Heat the oven to 350°F/180°C. Spread the pecans on a baking sheet and toast until lightly browned and fragrant, about 12 minutes. Let cool completely.
In a stand mixer bowl fitted with the paddle attachment, or in a food processor, combine the butter, flour, powdered sugar, and salt. Mix until the mixture resembles coarse crumbs with no large pieces of butter remaining.
Add the egg yolks and mix just until the dough comes together. Wrap and refrigerate while you prepare the filling.
Place the blonde chocolate in a microwave-safe bowl and melt in 20-second intervals, stirring until smooth.
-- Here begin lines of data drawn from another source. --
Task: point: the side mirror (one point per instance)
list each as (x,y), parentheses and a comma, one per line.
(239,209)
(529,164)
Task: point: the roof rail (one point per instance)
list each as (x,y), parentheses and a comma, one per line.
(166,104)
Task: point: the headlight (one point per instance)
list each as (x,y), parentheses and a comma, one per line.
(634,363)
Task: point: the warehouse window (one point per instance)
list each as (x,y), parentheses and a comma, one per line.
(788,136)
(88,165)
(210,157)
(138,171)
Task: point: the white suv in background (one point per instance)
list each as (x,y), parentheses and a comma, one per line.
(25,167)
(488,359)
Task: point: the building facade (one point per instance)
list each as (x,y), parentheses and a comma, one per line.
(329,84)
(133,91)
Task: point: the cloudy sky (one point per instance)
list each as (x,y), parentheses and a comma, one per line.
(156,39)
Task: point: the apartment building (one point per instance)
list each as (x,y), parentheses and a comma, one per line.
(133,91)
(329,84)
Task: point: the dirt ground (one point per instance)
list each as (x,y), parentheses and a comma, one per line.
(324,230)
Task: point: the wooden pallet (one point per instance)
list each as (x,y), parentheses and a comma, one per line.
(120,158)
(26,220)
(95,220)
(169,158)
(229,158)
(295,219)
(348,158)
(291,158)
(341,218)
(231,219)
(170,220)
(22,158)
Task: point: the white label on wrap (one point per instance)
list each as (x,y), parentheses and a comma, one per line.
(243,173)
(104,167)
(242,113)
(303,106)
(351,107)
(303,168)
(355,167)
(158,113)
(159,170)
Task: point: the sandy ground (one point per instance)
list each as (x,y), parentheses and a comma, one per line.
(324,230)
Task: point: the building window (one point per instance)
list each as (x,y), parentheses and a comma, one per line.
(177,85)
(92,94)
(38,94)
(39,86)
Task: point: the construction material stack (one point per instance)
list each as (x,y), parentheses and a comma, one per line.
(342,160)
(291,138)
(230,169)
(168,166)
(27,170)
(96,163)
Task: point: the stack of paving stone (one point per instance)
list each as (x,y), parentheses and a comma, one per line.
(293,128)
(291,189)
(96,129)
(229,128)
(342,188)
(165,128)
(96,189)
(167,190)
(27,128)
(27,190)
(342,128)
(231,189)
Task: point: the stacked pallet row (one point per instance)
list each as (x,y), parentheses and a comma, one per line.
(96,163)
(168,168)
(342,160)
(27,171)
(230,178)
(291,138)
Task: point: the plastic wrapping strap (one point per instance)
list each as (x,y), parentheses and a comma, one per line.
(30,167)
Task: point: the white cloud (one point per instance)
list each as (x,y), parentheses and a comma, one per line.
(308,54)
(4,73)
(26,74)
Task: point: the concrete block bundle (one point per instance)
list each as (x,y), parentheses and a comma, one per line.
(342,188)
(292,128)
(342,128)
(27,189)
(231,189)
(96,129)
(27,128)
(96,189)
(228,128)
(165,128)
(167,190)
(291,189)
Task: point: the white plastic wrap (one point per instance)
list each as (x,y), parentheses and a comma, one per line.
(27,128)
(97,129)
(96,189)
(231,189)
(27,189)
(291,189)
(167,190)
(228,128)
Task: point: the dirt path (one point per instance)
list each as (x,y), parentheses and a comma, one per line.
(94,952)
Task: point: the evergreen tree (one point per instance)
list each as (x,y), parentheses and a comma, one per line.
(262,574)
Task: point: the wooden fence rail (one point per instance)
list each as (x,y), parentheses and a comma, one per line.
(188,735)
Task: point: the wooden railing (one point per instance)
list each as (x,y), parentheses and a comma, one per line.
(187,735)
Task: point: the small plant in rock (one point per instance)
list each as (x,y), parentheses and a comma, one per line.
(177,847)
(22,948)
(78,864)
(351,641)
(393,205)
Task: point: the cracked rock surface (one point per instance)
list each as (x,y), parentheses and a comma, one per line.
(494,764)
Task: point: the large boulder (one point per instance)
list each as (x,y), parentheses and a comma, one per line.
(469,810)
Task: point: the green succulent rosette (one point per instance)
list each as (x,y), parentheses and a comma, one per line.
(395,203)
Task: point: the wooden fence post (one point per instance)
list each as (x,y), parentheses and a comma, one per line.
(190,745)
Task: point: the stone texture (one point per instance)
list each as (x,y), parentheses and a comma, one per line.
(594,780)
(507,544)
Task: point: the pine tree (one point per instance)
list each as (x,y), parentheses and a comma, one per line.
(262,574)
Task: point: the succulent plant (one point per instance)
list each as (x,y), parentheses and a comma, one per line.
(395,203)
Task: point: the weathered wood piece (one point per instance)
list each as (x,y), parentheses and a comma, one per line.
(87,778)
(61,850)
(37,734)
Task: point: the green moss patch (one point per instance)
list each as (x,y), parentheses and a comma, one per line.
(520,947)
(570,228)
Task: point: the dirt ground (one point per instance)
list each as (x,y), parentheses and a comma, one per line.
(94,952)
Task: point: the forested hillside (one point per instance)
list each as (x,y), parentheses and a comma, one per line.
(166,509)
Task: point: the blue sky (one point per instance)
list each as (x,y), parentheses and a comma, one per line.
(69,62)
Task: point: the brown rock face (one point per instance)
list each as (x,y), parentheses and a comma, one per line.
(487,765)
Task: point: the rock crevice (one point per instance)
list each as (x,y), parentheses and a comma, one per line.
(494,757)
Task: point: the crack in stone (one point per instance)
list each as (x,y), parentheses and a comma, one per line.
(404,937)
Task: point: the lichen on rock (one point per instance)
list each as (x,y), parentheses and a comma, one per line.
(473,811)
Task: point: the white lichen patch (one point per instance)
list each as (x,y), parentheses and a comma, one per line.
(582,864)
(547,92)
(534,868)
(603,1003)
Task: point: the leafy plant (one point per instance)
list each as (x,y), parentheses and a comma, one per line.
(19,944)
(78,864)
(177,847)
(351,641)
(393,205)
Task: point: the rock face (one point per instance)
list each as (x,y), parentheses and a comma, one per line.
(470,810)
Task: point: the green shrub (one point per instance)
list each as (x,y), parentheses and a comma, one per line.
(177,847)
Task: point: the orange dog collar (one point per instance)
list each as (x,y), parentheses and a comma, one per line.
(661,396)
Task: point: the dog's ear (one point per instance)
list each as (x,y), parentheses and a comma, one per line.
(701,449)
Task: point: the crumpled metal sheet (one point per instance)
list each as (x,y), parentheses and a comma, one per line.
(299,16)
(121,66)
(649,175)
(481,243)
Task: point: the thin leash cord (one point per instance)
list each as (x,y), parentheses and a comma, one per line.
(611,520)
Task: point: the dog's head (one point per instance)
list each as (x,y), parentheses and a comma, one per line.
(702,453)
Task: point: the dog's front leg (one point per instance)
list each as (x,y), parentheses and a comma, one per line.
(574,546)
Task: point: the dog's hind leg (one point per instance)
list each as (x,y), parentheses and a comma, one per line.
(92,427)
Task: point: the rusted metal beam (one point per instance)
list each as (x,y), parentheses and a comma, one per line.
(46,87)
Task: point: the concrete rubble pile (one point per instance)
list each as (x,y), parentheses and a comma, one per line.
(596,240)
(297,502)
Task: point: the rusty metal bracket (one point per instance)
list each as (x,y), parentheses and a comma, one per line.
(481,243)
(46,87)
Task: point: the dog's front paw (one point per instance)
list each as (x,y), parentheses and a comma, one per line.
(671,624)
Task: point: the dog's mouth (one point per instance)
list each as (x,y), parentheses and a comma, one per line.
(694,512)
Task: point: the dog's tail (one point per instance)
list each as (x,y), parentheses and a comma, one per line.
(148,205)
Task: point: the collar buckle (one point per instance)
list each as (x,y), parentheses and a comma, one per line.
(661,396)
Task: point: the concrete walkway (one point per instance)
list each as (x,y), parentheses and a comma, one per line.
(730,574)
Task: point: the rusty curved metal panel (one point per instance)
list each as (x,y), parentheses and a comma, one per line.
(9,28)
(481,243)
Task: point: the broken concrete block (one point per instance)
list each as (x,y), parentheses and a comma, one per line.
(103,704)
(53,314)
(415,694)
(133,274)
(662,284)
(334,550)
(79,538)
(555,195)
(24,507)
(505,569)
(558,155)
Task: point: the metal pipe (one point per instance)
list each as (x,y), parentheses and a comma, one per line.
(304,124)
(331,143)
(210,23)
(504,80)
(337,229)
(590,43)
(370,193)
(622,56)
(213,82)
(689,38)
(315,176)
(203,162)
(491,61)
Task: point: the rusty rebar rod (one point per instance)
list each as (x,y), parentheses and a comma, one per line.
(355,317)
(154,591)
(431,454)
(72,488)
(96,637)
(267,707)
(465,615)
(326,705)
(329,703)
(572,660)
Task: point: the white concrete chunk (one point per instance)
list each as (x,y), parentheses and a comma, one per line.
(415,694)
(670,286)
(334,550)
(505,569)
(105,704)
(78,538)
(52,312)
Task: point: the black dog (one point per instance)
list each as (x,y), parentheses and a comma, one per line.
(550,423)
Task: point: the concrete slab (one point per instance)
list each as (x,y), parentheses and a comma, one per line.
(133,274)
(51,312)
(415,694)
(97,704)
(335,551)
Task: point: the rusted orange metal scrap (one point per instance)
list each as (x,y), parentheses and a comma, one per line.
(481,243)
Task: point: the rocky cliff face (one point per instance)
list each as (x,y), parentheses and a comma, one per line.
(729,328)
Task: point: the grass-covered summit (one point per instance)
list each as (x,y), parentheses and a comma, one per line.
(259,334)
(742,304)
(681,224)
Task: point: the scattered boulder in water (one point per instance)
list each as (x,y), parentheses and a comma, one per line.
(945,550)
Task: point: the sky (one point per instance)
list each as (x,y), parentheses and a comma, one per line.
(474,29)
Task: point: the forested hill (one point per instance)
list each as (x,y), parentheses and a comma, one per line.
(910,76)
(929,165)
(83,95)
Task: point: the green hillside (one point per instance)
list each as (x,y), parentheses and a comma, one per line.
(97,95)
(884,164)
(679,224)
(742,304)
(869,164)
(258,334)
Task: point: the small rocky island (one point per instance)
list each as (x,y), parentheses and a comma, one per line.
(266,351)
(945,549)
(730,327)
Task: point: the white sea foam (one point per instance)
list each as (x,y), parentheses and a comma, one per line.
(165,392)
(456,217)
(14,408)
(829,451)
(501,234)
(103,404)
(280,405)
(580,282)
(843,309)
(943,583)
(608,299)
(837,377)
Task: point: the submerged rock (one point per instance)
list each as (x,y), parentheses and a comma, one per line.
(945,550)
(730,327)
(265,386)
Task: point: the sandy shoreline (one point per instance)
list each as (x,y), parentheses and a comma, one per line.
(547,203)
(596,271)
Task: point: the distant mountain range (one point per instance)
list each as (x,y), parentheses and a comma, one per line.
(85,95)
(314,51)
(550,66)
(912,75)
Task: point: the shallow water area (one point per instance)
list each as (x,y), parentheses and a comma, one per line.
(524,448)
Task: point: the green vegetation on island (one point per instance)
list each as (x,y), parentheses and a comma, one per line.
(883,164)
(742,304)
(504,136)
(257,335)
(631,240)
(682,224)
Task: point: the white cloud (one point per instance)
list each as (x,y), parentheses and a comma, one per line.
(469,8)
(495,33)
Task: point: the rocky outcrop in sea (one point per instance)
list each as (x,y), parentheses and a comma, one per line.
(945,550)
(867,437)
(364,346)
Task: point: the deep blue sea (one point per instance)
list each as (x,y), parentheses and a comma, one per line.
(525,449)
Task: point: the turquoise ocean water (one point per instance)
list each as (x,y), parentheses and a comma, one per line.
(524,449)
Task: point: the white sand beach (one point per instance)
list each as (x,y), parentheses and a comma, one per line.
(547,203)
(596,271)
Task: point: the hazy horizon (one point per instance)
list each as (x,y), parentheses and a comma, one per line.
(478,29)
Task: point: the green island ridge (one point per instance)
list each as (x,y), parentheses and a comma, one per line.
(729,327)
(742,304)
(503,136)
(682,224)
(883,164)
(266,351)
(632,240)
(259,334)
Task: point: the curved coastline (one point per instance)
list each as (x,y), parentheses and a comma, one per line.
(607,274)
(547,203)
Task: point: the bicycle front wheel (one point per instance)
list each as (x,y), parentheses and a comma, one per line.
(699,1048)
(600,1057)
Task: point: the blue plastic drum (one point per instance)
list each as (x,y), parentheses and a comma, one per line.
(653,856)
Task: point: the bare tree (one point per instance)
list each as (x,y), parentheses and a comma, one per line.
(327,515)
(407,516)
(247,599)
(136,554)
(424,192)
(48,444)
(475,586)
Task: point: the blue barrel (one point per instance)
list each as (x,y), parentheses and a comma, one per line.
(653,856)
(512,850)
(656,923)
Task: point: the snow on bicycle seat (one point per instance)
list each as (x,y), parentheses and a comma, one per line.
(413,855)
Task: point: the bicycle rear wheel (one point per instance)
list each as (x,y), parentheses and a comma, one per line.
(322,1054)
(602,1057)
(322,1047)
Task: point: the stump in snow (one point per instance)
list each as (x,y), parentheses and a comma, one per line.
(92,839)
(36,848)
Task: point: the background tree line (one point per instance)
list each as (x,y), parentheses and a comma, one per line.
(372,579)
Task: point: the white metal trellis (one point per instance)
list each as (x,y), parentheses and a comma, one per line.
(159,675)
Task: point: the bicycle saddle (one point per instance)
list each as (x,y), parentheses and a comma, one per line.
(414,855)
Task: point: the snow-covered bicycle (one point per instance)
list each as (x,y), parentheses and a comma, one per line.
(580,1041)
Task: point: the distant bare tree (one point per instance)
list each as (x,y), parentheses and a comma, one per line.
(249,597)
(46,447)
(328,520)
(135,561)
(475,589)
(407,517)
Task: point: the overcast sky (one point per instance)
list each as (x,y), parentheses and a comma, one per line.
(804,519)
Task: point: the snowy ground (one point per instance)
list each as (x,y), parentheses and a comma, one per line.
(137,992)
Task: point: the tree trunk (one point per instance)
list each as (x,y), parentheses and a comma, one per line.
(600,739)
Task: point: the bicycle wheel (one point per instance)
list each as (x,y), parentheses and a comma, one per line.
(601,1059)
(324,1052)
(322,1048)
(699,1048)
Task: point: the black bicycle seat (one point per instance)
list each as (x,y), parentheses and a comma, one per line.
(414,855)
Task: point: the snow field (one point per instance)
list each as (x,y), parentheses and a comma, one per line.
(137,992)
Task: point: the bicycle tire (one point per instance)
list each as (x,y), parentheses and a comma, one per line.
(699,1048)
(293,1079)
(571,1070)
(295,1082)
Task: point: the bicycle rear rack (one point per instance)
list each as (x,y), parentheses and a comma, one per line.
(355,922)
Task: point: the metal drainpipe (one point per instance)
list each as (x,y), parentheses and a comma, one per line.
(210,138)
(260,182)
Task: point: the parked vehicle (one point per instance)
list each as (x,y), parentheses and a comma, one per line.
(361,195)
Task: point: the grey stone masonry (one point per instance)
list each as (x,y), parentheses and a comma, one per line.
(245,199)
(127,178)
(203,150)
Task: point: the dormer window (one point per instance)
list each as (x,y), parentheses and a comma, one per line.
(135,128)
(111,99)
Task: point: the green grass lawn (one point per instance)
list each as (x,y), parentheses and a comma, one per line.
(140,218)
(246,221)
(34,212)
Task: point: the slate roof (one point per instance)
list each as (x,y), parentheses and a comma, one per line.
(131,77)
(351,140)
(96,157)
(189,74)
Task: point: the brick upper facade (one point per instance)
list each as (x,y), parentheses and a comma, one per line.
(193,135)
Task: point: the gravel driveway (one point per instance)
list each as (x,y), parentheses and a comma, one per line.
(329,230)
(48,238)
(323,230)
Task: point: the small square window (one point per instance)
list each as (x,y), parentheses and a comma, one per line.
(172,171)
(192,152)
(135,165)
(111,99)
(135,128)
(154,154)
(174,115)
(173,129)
Transfer the toasted pecans, melted chocolate, and salt to a food processor and process until smooth and spreadable.
Divide the dough in half. Working with one piece at a time, roll the dough between two sheets of parchment paper into a rectangle about ⅛ inch/2.5 millimeters thick.
Spread half of the filling evenly over the dough, leaving a small border around the edges. Starting from a long side, roll the dough into a tight log. Repeat with the remaining dough and filling.
Freeze the logs until firm, about 45 minutes.
Heat the oven to 340°F/170°C.
Transfer the logs to a parchment-lined baking sheet and bake until the cookies are set and lightly golden, about 20 minutes. Do not overbake.
Let the logs cool completely on the baking sheet. Dust generously with powdered sugar, then slice into ½-inch/1.25-centimeter-thick cookies and serve.